Developing an instrument to examine students' analogical modeling competence: An example of electricity

Science education reforms advocate modeling as a core practice in which analogy is a significant form and analogical modeling is a creative process for scientific explanation and discovery. This study adopts the self‐generated analogical modeling approach involving electricity, which considers all the modeling subprocesses and includes two subtopics (circuits and energy) with incompatible ontological presuppositions as a conceptual space to develop an analogical modeling competence (AMC) instrument. Two constructs, phenomenon‐related abductive premises (Phenomenon‐AbPr) and analogical modeling processes (AMP), that describe the increasing sophistication of students' AMC (i.e., Level 0 experience to Level 4 high‐order relation) are considered. The procedures utilize a construct‐based approach of developing an assessment to validate the underlying constructs and subtopics to develop the mapping between the target and the analogical models, design items, and determine outcome spaces.

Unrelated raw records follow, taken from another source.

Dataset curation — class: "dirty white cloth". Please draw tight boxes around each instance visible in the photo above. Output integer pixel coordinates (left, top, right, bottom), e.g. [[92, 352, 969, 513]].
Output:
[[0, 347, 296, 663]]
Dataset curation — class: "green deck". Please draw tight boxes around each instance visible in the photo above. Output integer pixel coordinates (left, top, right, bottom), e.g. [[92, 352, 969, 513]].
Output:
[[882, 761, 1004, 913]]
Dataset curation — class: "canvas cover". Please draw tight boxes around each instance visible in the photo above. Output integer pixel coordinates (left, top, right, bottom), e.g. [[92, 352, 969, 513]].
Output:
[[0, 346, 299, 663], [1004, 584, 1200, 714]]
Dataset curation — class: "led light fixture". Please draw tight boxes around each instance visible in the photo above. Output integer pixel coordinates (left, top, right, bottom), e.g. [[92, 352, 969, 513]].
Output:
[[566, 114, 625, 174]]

Data were collected from 294 Grade 6 students to examine their AMC. The item response theory technique based on the Rasch partial credit model was used to validate the two‐phase model. Student results revealed that the infit and outfit mean square values were between 0.75 and 1.33, indicating acceptable item fit. Results revealed that students scored highest on the open series circuit and lowest on electric energy in the Phenomenon‐AbPr phase. Most students demonstrated relational mapping in the analogical model validation (Level 3) stage, which performed best in the AMP phase. However, they struggled to transfer factors during the analogical model application and deployment (Level 0). Implications for science assessment and teaching are discussed.